Amdt19.2 Nineteenth Amendment: Doctrine and Practice

Nineteenth Amendment:

The right of citizens of the United States to vote shall not be denied or abridged by the United States or by any State on account of sex.

Congress shall have power to enforce this article by appropriate legislation.

Following the Supreme Court’s interpretation of the Fifteenth Amendment, the state courts that passed on the effect of the Amendment ruled that it did not confer upon women the right to vote, but only the right not to be discriminated against on the basis of their sex in the setting of voting qualifications,1 a formalistic distinction to be sure, but one that has restrained the possible applications of the Amendment.
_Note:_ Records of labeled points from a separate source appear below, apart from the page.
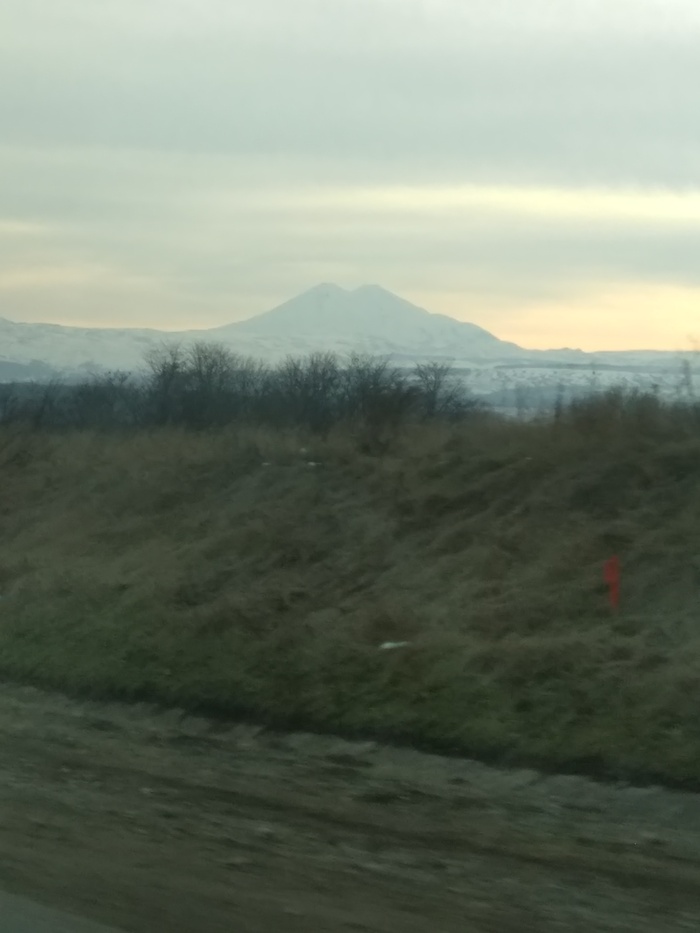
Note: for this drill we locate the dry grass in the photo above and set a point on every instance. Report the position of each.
(177, 567)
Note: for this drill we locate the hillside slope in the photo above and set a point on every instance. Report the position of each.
(224, 572)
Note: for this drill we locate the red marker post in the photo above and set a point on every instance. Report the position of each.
(612, 578)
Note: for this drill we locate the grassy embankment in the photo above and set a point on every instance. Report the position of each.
(177, 567)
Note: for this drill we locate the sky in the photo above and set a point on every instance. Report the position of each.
(531, 167)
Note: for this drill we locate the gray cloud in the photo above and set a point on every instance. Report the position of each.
(168, 149)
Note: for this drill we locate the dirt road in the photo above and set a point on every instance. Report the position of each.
(155, 822)
(18, 915)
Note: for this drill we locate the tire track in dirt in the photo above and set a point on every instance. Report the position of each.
(149, 820)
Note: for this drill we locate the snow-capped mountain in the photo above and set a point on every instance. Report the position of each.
(368, 319)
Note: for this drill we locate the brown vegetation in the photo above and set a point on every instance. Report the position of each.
(221, 570)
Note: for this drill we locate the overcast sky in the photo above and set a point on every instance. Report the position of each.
(533, 167)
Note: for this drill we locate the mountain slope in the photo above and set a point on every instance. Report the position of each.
(369, 317)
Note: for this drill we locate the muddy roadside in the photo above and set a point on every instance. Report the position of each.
(148, 820)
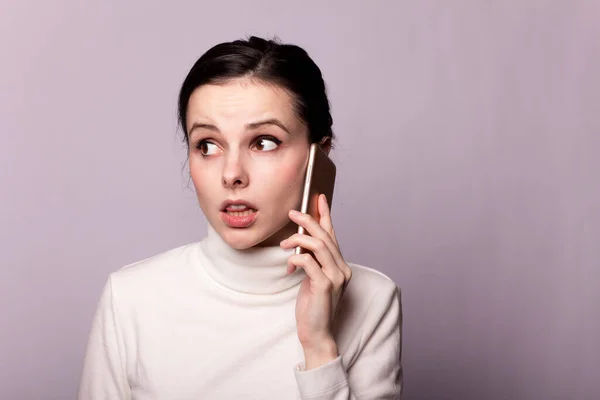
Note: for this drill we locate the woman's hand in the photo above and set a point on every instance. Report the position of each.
(322, 290)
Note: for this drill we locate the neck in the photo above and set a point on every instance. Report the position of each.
(257, 270)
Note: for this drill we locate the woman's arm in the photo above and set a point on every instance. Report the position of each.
(104, 374)
(377, 372)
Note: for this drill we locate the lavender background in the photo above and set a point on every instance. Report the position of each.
(468, 162)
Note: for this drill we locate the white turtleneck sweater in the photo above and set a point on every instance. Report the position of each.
(206, 321)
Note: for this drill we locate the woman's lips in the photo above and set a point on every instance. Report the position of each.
(238, 221)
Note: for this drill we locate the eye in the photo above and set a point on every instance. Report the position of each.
(207, 148)
(267, 143)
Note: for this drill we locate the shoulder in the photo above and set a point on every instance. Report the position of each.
(163, 270)
(370, 283)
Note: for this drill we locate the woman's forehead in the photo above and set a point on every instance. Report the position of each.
(240, 102)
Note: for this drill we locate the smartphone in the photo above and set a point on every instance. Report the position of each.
(319, 178)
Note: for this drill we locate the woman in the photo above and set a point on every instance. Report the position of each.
(238, 314)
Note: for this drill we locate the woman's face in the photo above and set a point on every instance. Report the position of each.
(246, 144)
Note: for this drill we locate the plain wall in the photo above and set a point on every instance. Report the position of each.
(468, 159)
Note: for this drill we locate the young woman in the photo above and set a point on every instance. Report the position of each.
(238, 314)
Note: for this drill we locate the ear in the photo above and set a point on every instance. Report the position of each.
(325, 144)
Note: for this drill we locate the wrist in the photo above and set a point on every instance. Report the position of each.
(318, 355)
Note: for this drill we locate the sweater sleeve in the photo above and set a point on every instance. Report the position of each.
(104, 375)
(377, 371)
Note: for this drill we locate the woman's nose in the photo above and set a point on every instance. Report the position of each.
(234, 173)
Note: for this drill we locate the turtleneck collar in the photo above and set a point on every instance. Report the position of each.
(257, 270)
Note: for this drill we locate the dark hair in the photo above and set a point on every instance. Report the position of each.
(285, 65)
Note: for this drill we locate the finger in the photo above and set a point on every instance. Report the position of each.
(313, 270)
(322, 253)
(315, 230)
(325, 216)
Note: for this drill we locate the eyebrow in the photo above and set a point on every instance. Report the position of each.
(250, 126)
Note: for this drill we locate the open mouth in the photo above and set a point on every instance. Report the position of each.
(238, 214)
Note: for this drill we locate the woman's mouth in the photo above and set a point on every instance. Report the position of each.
(238, 216)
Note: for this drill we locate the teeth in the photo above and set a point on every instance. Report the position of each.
(240, 213)
(237, 207)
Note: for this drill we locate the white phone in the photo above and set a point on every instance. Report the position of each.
(319, 178)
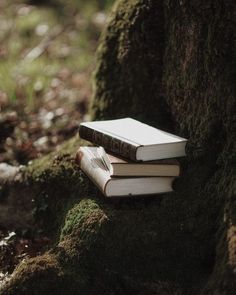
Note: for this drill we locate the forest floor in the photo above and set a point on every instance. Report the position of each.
(46, 62)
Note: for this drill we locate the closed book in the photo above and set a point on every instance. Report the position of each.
(93, 166)
(122, 167)
(132, 139)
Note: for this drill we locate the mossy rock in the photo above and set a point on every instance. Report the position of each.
(169, 64)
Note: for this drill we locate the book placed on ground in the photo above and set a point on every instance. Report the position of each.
(94, 167)
(118, 166)
(133, 140)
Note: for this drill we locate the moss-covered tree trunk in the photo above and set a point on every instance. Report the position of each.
(169, 63)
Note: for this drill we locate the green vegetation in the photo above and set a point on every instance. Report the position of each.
(39, 41)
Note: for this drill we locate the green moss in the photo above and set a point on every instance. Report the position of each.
(170, 65)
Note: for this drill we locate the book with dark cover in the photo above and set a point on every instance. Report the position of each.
(93, 166)
(132, 139)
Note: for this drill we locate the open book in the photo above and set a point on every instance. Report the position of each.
(122, 167)
(95, 168)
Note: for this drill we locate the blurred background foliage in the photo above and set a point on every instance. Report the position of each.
(47, 56)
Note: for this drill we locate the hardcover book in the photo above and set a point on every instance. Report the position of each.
(122, 167)
(94, 167)
(132, 139)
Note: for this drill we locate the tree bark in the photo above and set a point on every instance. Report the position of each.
(171, 64)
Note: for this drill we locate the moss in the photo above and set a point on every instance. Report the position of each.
(171, 63)
(129, 65)
(36, 275)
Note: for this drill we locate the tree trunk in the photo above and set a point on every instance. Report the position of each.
(169, 63)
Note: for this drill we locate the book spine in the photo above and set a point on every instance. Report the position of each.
(110, 143)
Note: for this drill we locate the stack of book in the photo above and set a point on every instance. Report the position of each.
(130, 158)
In only one case has the Supreme Court itself dealt with the Amendment’s effect, holding that a Georgia poll tax statute that exempted from payment women who did not register to vote did not discriminate in any manner against the right of men to vote, although it did note that the Amendment applies to men and women alike and by its own force supersedes inconsistent measures, whether federal or State.2


  1.  Jump to essay-1State v. Mittle, 120 S.C. 526 (1922), writ of error dismissed, 260 U.S. 705 (1922); Graves v. Eubank, 205 Ala. 174 (1921); In re Cavelier, 287 N.Y.S. 739 (1936).
  2.  Jump to essay-2Breedlove v. Suttles, 302 U.S. 277 (1937).